Après bien des atermoiements, le gouvernement allemand a renoncé à l'interdiction du paintball pour renforcer le contrôle des armes après un massacre mi-mars dans un lycée, mais cette activité demeure dans sa ligne de mire, au grand dam des pratiquants.

Pour certains hommes politiques, ce jeu «simule le massacre» puisque les participants, équipés de masques de protection, se tirent dessus à coup de billes de peinture propulsées par des lanceurs à air comprimé ou de CO2. Ils veulent donc en limiter l'essort, bien que ses 50 000 adeptes en Allemagne doivent déjà être âgés de 18 ans au moins et n'aient pas droit de porter de tenues para-militaires.

«On peut moralement condamner de tels jeux. Mais on ne peut pas interdire tout ce qu'on considère comme moralement répréhensible», a tranché la ministre de la Justice Brigitte Zypries après une semaine de déclarations ministérielles contradictoires.

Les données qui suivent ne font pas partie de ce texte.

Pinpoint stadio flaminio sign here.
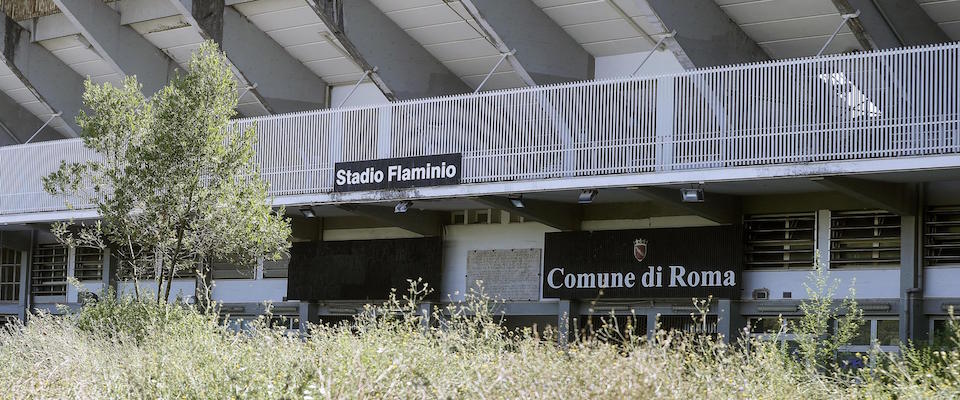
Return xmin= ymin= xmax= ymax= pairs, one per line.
xmin=333 ymin=153 xmax=463 ymax=192
xmin=541 ymin=226 xmax=742 ymax=299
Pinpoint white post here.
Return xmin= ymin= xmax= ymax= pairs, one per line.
xmin=655 ymin=77 xmax=676 ymax=171
xmin=377 ymin=106 xmax=393 ymax=158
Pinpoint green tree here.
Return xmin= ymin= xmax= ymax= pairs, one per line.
xmin=44 ymin=42 xmax=290 ymax=306
xmin=793 ymin=251 xmax=864 ymax=368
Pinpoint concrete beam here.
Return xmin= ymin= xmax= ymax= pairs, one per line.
xmin=170 ymin=0 xmax=327 ymax=114
xmin=637 ymin=0 xmax=770 ymax=69
xmin=53 ymin=0 xmax=177 ymax=96
xmin=811 ymin=176 xmax=917 ymax=215
xmin=290 ymin=216 xmax=323 ymax=241
xmin=473 ymin=196 xmax=582 ymax=231
xmin=0 ymin=92 xmax=61 ymax=146
xmin=634 ymin=186 xmax=741 ymax=224
xmin=461 ymin=0 xmax=594 ymax=86
xmin=338 ymin=0 xmax=471 ymax=100
xmin=338 ymin=204 xmax=443 ymax=236
xmin=305 ymin=0 xmax=397 ymax=101
xmin=0 ymin=11 xmax=83 ymax=137
xmin=833 ymin=0 xmax=951 ymax=49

Le débat sur le contrôle des armes a été relancé en Allemagne après une tuerie à Winnenden (sud-ouest) il y a deux mois. Un adolescent de 17 ans, avec le pistolet de son père, a abattu 15 personnes, la plupart dans son ancien lycée, avant de se suicider.

Pour Dieter Wiefelsp-tz, un responsable des Affaires intérieures au parti social-démocrate (SPD, membre de la coalition gouvernementale), toutes les modifications possibles de la législation sur les armes doivent être examinées, y compris les règles touchant au paintball.

«Partout ailleurs, en Suède, en France, aux Pays-Bas, les gens peuvent faire ce qu'ils veulent. Nous sommes les seuls à être bridés», s'insurge Franziska L-ddemann, propriétaire de Paintgalaxy, le seul club de paintball de Berlin.

«On montre même ça sur Eurosport 2», une chaîne de télévision sportive, souligne-t-elle.

Pour Stefan Wurbach, un étudiant ingénieur de 29 ans, qui participe à une séance de paintball aux côtés d'une douzaine d'autres jeunes hommes et d'une femme, «il s'agit d'un sport d'équipe».

«Les arguments selon lesquels  le jeu encourage les massacres ne tiennent pas», ajoute-t-il.

«Nous nous entraînons en équipe. Nous faisons tout en équipe. Les gens ne font pas ça pour jouer aux militaires. Ils font ça en tant que sport, comme jouer au volley ball», affirme-t-il.

Le fait que le jeu soit critiqué dans le  pays tient selon lui «à l'histoire de l'Allemagne».

L'annonce par le gouvernement qu'il songeait interdire le paintball a déclenché une rafale de protestations, dont de nombreuses lettres aux députés, et des menaces de porter l'affaire devant la Cour européenne des droits de l'Homme.

Une étude réalisée par des sociologues de l'Université de Trèves et publiée en 2000 estimait que les joueurs de paintball recherchaient «la simulation de la violence», mais n'en constituaient pas pour autant une menace pour la société.

«La théorie selon laquelle un comportement imitant la mise à mort (...) serait ensuite répliqué dans la vie quotidienne ne peut pas être vérifier à l'heure actuelle», soulignait notamment l'étude.

Les joueurs sont des gens «normaux» qui «après le jeu s'en retournent tranquillement à leur vie quotidienne», ajoutait cette étude.

La plupart des équipes de paintball portent d'ailleurs des noms farfelus plutôt que «guerriers» -- tels «les nains de Stuttgart» ou les «abeilles», notaient les sociologues, même si un groupe a pris le nom de W.A.R. (guerre en anglais).